Carnot's theorem dictates the irreducible minimum heat that has to be given out to the heat sink for a given temperature of the heat source. Nuclear power stations do not reach this limit but their performance is not very different to conventional coal fired power stations.

At a steam temperature of 540°C and a cooling water temperature of 27°C the theoretical thermal efficiency is 63% meaning that 0.57MW of heat has to be given out to the environment for every 1MW of electricity generated. In practice coal and nuclear power stations achieve about 33% efficiency at those sorts of temperatures meaning that 2MW of heat is given out to the environment for each 1MW of electricity generated.

High temperature reactors could increase this efficiency and also open the possibility of the direct production of the hydrogen needed for the hydrogenation the tar using the sulfur-iodine process circumventing the further losses in electrolysis. .

jhm,

Peter Huber has written many kind words about nuclear power in the past but your ad hominem dismissal is disengenuous.  Calling him a shill or a true believer is just a way to insult.  Stick to the arguments.

That said, I was disappointed with the quotations presented here - it's not up up to Huber's usual quality.

In fact, compressed natural gas can be and is used for transport fuel.  Several US gas utilities have actively promoted its use for vehicles by sponsoring and subsidizing public and prive refuel stations.

Note that methane has an octane number of about 120.  An engine optimized for burning methane would then use a much higher compression ratio and achieve a higher thermal efficiency and therefore better milage.  Few vehicle conversions go to that much trouble and so are sub-optimal.  The range is also driven by the on-board gas storage capacity but that is a bigger burden than a gasoline tank so is a negative.
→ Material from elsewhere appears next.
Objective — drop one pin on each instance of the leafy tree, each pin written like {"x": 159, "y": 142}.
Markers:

As to nuclear's waste heat, the inefficiencies that result in waste heat are driven by the physical characteristics of the water used to cool the core.  We're stuck at about 33% efficiency.  The only way to substantially improve that is to go to liquid metal cooling where efficiency would improve to roughly 40% or to helium cooling using nuclear rocket engine technology and gas turbines where 55% efficiency would be possible.

A possible use of the waste heat from current reactor designs would be for desalinization, producing potable water.  In Asia, the waste heat is sometimes used for public swimming pools located adjacent to the plants.